Peters is particularly noted for her starring roles in stage musicals, including Song and Dance, Sunday in the Park with George, Into the Woods, Annie Get Your Gun, and Gypsy, becoming closely associated with composer Stephen Sondheim. She had a four-year romantic relationship with comedian Steve Martin and was married to investment adviser Michael Wittenberg for over nine years until he was killed in a helicopter crash on September 26, 2005. Peters is known for her charitable work, including as a founder of the Broadway Barks animal charity.

Peters was born Bernadette Lazzara to an Italian-American family in Queens, New York, the youngest of three children. Her siblings are casting director Donna DeSeta and Joseph Lazzara. Her father Peter drove a bread delivery truck, and her mother, Marguerite (née Maltese), started her in show business by putting her on the television show Juvenile Jury at the age of three-and-a-half. She appeared on the television shows Name That Tune and several times on The Horn and Hardart Children's Hour at age five.

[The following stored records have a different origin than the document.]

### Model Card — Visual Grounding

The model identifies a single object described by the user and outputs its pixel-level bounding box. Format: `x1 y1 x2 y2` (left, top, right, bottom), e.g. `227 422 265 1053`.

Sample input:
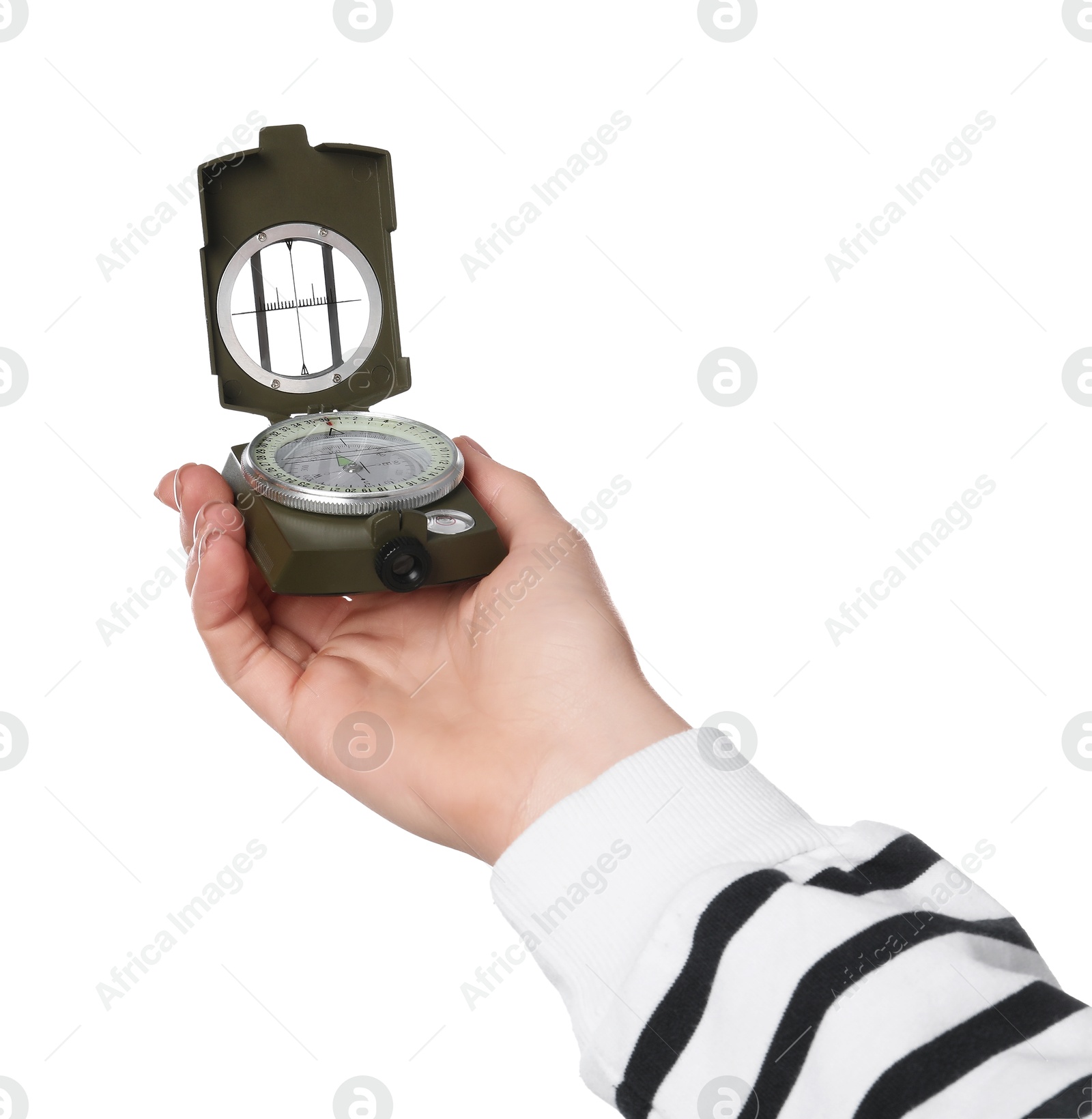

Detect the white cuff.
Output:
492 727 838 1090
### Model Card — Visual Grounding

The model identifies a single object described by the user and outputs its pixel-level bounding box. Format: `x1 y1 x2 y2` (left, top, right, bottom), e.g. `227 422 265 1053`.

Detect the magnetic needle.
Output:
243 412 463 517
200 124 506 594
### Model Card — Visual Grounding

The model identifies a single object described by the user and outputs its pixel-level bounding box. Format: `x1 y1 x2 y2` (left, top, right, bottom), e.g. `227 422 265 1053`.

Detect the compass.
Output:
242 412 463 517
200 124 506 594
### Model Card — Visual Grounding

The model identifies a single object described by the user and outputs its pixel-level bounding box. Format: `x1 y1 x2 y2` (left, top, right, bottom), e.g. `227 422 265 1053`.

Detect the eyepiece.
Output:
376 536 432 594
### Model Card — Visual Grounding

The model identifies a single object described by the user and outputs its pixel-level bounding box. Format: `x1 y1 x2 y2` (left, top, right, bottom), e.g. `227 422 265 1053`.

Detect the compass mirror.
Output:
216 222 383 393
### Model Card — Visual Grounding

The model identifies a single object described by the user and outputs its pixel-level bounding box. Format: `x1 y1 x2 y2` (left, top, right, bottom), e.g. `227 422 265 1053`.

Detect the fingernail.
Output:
463 435 492 459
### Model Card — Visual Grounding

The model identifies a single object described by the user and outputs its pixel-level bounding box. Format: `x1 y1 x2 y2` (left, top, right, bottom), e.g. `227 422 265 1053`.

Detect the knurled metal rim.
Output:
240 413 465 517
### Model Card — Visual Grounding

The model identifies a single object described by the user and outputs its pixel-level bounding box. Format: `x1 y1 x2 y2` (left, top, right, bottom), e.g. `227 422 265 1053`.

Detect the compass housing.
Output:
198 124 410 423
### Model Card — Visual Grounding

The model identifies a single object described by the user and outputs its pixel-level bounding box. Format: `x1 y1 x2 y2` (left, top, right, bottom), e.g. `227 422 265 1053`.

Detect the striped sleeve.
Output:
492 729 1092 1119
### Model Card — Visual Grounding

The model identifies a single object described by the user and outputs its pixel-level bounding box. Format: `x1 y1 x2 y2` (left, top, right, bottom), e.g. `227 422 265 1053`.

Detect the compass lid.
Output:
199 124 410 423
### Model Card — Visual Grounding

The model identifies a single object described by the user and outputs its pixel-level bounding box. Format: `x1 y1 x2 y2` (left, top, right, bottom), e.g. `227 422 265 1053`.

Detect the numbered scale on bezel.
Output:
201 126 504 594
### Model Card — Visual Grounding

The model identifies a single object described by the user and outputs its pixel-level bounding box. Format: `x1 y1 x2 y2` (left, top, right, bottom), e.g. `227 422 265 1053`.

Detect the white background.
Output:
0 0 1092 1117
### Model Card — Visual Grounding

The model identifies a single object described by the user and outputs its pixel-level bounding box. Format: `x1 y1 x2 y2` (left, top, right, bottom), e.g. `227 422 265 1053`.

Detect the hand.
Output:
156 439 687 862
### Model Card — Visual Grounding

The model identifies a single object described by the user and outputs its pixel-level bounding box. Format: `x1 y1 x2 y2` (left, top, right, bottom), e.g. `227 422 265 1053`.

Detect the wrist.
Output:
490 678 690 862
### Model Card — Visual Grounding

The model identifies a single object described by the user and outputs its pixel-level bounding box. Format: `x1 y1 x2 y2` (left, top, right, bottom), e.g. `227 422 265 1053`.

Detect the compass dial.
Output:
243 412 463 516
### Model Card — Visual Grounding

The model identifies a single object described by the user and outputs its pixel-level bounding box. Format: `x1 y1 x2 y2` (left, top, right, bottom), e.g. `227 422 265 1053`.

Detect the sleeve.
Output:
492 729 1092 1119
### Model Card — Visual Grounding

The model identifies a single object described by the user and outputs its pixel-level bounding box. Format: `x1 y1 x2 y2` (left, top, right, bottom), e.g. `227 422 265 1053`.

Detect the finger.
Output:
156 463 234 552
192 508 302 732
152 462 197 510
455 435 566 549
186 500 250 593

In January 1958, at age nine, she obtained her Actors Equity Card in the name of Bernadette Peters to avoid ethnic stereotyping, with the stage name taken from her father's first name. She made her professional stage debut the same month in This is Goggle, a comedy directed by Otto Preminger that closed during out-of-town tryouts before reaching New York. She then appeared on NBC television in A Boy Called Ciske, a Kraft Theatre production, on May 28, 1958, and as Anna Stieman in The Christmas Tree, a Hallmark Hall of Fame production, on December 14, 1958. She first appeared on the New York stage at age 10 in the New York City Center revival of The Most Happy Fella (1959). In her teen years, she attended the Quintano's School for Young Professionals, a former private school that several famous people, such as Steven Tyler, attended.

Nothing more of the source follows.